Según la descripción de su compañero de aula universitaria y de armas, Manuel Sanguily, Agramonte “era un hombre de aventajada estatura y aspecto muy distinguido y airoso. De finísimo cutis; nariz aguileña y fuerte; los ojos negros, lánguidos y hermosos; larga la sedosa cabellera y sombreada; el labio superior ligero de bozo. Tenía el aire juvenil de un doncel de leyenda”.
En aquel momento se daba por seguro en el campo independentista que Agramonte, a la sazón con 31 años de edad-había nacido en Puerto Príncipe el 23 de diciembre de 1841-, sería responsabilizado en breve como máximo jefe militar de las fuerzas mambisas, resultado de su prestigio como guerrero y también como político.
Pero todo quedaría truncado porque el joven general cayó en combate aquella mañana en el potrero de Jimaguayú y su cadáver quedó en manos del enemigo. La columna española emprendió de inmediato el regreso a Puerto Príncipe.
Cuentan que el cuerpo sin vida del héroe, en la mañana del día siguiente, “fue paseado por algunas de sus calles en medio de la algazara de los voluntarios y exhibido al público en una esquina del corredor de entrada del hospital de San Juan de Dios”.
El examen forense señaló que “un proyectil lo alcanzó en la sien derecha, le salió por la parte superior del parietal izquierdo y le causó la muerte instantáneamente”.
Pero el cadáver presentaba también, de acuerdo con el acta del reconocimiento médico, heridas de arma blanca, una en la parte anterior y media del cuello, y otra en el segmento superior del hueso coronal, provocadas por quienes ultrajaron el cuerpo tras su muerte.
En horas de la tarde se decide, con discreción ante un posible asalto mambí para recuperar el cuerpo del jefe muerto, trasladar los restos mortales hasta el Cementerio General con la intención de cremarlos con leña rociada de petróleo, cuestión puesta en duda hasta hoy.
A unas semanas de casarse con su amada Amalia Simoni y con un futuro promisorio en la carrera de jurisprudencia, Agramonte decidió dejar la tranquilidad del hogar y de la ciudad para irse a los campos a luchar con las armas por la independencia de Cuba el 11 de noviembre de 1868.
Máximo Gómez lamentaría no haberlo conocido personalmente, “El Fanal”, periódico de la reacción, lo señalaría como “la figura más prominente, el jefe más caracterizado, el caudillo más tenaz y animoso de la insurrección”, y Carlos Manuel de Céspedes se unió “al tributo de admiración que Cuba rinde a las hazañas de su heroico hijo”.

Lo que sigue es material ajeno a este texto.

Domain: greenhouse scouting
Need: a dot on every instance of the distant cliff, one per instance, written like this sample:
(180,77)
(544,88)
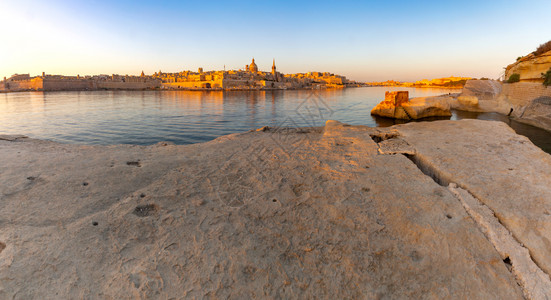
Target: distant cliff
(447,82)
(530,67)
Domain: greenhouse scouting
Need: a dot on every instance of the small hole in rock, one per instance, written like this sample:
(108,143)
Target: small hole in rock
(145,210)
(134,163)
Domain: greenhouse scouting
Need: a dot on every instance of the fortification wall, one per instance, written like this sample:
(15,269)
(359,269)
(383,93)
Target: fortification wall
(128,85)
(213,84)
(65,85)
(24,85)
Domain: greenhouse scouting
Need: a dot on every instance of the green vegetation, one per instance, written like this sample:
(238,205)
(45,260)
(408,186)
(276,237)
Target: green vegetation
(546,77)
(514,78)
(543,48)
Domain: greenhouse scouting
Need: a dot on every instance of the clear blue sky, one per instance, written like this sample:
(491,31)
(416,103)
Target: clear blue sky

José Martí escribiría años después sobre el mártir: “(…) Aquél que, sin más ciencia militar que el genio, organiza la caballería, rehace el Camagüey deshecho, mantiene en los bosques talleres de guerra, combina y dirige ataques victoriosos, y se vale de su renombre para servir con él al prestigio de la ley, cuando era el único que acaso con beneplácito popular, pudo siempre desafiarla”.
Desde el 11 de mayo de 1873 en el potrero de Jimaguayú, Agramonte se afincó en el yugo para lucir más alta en su frente la estrella que ilumina y mata.